「日経平均は上がっているのに、なぜか自分の株は置いていかれる」——そんなとき、市場全体の本当の地合いを教えてくれるのが騰落レシオです。日経平均株価という「指数」は、ごく少数の値がさ株の動きに大きく左右されます。だからこそ、指数の数字だけを見ていると、市場の中で実際に起きていることを見誤ることがあるのです。
この記事では、騰落レシオとは何か、120と70という定番の目安、過去の暴落・過熱局面で騰落レシオがどう動いたかの実例、そして日経平均と組み合わせた実践的な使い方までを、投資初心者の方にも分かるように順を追って解説します。
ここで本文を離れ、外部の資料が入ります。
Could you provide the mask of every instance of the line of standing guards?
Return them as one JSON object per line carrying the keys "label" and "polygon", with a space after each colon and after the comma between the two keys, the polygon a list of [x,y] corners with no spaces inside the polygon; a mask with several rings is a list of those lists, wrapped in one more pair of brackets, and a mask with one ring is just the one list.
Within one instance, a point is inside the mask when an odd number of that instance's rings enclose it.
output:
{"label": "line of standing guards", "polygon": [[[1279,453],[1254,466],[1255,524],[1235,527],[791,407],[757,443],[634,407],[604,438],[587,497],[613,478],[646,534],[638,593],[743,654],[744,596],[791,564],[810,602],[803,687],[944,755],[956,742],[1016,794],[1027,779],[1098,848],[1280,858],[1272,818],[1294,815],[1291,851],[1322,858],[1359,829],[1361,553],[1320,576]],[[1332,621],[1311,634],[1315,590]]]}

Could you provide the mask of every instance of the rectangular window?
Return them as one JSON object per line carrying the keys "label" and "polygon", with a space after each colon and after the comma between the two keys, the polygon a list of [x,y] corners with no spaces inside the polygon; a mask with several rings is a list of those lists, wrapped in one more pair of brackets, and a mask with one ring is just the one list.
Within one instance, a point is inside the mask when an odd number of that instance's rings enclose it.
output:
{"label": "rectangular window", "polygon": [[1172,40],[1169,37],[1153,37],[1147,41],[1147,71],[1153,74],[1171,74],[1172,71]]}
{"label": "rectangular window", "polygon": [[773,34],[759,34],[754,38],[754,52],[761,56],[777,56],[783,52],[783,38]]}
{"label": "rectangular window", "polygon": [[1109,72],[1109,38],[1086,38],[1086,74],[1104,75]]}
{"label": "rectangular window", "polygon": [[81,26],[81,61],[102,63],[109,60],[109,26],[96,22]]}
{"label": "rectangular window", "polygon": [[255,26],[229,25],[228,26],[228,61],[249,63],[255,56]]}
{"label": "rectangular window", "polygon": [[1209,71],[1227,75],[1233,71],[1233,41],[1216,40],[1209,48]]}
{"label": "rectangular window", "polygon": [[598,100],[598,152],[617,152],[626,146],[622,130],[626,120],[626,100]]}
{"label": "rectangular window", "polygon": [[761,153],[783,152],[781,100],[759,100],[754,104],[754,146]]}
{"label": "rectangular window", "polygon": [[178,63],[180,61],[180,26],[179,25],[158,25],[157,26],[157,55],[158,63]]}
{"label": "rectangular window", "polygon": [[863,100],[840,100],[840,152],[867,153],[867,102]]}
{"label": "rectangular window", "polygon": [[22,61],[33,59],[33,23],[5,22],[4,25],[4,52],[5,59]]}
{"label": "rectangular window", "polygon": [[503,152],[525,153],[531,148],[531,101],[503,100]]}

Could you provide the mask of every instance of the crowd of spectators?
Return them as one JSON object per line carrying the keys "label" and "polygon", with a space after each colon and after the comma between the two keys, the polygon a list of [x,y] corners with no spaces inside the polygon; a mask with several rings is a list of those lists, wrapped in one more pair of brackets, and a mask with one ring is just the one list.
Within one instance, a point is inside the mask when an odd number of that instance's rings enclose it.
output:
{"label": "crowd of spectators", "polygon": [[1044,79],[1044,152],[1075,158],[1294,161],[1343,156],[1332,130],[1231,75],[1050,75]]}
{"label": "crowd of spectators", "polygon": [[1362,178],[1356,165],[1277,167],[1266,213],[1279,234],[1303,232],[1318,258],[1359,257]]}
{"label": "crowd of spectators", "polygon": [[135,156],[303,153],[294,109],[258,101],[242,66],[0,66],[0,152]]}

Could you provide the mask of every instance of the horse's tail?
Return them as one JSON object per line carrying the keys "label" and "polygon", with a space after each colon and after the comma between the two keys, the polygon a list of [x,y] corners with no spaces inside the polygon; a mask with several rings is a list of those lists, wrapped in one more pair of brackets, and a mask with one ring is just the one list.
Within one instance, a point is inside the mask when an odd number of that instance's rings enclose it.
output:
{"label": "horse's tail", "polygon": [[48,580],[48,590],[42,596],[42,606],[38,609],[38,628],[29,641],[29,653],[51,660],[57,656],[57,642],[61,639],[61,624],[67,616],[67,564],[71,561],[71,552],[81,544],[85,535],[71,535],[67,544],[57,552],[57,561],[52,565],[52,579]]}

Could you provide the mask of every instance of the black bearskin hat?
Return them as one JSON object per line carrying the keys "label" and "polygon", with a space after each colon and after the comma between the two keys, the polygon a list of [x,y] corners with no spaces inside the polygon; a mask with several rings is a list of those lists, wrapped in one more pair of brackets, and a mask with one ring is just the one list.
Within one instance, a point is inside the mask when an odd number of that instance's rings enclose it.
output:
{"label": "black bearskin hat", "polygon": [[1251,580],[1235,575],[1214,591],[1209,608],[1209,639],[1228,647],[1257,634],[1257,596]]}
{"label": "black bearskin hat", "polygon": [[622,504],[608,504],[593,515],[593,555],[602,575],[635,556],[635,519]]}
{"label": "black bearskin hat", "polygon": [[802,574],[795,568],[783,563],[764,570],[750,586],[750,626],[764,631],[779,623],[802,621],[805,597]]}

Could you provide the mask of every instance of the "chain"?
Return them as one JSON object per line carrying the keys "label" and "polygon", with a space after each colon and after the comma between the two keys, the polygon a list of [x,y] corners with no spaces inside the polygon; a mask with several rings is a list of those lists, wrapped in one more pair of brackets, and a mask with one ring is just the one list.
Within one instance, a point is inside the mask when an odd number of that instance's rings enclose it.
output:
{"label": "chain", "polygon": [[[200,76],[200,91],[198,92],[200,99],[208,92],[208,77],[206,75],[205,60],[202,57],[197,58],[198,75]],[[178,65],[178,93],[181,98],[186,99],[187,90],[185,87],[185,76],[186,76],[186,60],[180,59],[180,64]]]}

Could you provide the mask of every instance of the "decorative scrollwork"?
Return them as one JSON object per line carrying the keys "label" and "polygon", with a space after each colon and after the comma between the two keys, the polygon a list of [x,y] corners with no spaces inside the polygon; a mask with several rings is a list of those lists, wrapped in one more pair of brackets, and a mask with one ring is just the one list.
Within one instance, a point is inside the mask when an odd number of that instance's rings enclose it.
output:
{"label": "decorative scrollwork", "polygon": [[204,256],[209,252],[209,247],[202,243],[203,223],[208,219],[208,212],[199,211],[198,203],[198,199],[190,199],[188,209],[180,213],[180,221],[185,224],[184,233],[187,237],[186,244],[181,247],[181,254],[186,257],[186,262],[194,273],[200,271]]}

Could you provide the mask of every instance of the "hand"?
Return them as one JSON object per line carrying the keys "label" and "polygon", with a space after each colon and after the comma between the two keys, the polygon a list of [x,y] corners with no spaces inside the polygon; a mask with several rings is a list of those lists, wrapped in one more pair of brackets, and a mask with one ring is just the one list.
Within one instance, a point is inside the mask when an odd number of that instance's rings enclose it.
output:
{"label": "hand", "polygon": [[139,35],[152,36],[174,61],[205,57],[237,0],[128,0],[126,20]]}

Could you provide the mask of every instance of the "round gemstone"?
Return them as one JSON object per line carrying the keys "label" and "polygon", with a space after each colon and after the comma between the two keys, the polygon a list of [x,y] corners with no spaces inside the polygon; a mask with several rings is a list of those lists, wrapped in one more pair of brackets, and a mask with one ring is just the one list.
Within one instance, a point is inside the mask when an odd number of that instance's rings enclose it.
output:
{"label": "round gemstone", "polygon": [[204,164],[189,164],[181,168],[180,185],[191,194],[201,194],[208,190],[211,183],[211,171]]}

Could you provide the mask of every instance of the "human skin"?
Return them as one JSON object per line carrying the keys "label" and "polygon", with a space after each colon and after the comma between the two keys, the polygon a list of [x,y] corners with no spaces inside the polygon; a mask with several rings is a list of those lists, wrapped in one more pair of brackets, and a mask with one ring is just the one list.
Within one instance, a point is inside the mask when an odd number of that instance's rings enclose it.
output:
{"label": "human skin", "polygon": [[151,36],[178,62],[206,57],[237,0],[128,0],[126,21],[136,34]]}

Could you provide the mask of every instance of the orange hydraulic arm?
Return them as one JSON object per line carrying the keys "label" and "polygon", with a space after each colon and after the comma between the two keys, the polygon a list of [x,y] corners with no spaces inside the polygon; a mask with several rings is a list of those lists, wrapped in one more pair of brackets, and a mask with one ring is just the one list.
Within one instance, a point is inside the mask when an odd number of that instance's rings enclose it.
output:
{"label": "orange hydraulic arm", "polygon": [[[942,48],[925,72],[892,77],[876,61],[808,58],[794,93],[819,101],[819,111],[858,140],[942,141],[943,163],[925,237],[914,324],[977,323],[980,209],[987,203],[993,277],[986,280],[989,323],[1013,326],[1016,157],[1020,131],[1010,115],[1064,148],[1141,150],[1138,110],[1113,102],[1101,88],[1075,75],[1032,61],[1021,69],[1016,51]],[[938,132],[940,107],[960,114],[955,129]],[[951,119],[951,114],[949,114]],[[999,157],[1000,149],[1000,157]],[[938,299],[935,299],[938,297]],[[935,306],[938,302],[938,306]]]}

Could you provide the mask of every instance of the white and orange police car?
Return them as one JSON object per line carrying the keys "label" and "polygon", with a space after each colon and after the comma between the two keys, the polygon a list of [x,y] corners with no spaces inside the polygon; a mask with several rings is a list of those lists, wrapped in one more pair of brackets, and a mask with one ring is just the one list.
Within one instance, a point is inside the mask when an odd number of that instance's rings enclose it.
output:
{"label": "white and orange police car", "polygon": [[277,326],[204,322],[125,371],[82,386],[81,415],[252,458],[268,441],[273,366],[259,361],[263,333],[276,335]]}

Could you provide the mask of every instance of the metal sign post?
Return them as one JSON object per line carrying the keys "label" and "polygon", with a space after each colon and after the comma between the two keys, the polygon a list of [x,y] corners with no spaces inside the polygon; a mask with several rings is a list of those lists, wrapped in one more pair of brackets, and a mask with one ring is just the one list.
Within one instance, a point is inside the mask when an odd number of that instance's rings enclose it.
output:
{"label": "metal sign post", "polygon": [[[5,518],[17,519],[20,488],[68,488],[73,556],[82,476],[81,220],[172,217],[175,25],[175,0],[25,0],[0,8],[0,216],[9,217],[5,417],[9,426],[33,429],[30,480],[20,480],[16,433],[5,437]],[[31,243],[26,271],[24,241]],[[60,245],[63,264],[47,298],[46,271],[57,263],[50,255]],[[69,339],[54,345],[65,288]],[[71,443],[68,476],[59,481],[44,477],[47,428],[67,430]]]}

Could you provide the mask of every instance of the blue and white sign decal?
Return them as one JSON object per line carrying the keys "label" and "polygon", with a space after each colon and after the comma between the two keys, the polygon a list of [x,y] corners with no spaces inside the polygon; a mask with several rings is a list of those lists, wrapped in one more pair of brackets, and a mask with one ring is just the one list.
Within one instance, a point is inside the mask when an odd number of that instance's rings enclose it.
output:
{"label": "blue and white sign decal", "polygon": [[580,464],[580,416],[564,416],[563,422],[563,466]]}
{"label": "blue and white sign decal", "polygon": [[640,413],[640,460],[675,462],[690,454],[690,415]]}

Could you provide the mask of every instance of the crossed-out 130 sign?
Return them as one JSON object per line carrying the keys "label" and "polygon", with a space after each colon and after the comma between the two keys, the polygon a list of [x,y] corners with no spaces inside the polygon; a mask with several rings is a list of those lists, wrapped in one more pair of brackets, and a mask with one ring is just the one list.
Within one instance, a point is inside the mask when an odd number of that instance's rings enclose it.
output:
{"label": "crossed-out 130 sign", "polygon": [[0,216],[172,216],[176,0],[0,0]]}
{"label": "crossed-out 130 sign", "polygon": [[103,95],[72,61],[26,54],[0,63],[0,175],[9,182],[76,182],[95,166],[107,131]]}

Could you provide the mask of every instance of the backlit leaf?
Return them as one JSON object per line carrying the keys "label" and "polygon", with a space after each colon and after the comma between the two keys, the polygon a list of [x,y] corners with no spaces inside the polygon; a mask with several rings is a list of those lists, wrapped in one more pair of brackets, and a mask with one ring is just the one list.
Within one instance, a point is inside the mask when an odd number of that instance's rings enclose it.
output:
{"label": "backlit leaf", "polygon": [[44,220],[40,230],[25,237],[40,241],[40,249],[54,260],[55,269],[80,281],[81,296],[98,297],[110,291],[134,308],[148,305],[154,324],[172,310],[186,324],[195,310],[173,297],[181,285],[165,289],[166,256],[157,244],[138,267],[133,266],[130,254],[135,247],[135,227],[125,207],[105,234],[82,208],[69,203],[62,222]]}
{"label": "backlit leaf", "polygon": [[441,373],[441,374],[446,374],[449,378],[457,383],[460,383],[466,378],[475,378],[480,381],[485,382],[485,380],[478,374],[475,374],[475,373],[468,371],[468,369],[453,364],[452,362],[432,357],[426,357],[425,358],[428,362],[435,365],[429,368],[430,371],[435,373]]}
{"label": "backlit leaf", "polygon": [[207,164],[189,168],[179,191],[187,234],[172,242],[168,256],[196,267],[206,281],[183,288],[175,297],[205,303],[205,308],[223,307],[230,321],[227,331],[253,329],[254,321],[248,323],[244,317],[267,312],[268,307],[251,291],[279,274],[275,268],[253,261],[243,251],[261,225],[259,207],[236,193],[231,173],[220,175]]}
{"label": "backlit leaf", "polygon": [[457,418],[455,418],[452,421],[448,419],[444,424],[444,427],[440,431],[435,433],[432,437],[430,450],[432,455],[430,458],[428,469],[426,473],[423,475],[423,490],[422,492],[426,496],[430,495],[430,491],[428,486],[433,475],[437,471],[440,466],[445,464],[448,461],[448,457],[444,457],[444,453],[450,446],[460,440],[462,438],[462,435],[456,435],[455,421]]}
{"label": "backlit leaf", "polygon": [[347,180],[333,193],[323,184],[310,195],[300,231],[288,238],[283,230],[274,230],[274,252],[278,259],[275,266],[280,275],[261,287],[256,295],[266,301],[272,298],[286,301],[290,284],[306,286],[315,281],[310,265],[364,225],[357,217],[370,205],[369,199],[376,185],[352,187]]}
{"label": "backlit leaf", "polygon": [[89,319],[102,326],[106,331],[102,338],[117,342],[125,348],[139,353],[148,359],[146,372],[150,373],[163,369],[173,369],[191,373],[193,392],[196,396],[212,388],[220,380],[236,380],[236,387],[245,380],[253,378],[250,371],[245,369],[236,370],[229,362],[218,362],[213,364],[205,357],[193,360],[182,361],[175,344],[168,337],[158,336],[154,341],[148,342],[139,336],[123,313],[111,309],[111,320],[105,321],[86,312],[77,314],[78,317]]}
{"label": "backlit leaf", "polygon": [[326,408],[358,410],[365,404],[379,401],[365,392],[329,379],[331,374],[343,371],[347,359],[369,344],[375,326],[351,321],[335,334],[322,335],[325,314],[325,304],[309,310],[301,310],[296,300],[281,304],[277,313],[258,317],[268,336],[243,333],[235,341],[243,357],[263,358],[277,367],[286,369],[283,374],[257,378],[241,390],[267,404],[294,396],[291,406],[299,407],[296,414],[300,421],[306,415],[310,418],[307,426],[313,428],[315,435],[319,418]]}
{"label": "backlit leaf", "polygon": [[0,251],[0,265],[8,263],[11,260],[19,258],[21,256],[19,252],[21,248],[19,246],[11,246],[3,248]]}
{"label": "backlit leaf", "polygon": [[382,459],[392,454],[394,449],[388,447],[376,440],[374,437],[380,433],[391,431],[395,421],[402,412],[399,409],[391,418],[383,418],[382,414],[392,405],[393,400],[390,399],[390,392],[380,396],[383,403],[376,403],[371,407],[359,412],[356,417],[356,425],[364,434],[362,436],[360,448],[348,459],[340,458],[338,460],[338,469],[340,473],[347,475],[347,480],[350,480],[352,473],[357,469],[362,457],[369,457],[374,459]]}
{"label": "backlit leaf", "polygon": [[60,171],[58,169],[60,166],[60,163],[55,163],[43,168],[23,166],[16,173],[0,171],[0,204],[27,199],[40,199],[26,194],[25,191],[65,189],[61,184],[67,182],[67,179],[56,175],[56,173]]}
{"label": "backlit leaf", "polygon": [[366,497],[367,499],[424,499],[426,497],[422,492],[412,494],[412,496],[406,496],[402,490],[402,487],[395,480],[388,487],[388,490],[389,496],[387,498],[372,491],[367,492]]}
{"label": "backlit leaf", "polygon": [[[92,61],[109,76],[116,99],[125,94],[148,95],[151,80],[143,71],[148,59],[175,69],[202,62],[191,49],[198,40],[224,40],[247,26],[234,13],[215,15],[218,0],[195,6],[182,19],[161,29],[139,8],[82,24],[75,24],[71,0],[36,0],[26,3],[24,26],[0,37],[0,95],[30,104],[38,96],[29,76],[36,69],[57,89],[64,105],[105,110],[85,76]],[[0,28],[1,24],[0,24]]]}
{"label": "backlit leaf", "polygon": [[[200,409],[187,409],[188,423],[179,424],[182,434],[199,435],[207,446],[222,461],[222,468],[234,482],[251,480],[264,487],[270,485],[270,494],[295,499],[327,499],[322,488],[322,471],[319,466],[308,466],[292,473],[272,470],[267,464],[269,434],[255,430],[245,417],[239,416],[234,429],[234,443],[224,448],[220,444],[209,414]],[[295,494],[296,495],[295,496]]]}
① 騰落レシオとは — 値上がり銘柄数 ÷ 値下がり銘柄数
騰落レシオとは、一定期間の値上がり銘柄数の合計を値下がり銘柄数の合計で割り、100を掛けた指標です。最もよく使われるのは25日騰落レシオで、直近25営業日の市場の「幅の広さ」を測ります。100%なら値上がりと値下がりが拮抗、100%超なら上昇銘柄優勢、100%未満なら下落銘柄優勢です。
具体的な計算のイメージを見てみましょう。仮に直近25営業日の値上がり銘柄数の合計が24,000、値下がり銘柄数の合計が20,000だったとします。このとき25日騰落レシオは 24,000 ÷ 20,000 × 100 = 120%です。
「この1カ月弱、値上がりした銘柄がのべ2割多かった」という意味になり、市場の裾野まで買いが行き渡ってきた状態を示します。逆に合計が14,000対20,000なら70%で、下げが市場の広い範囲に及んでいることを意味します。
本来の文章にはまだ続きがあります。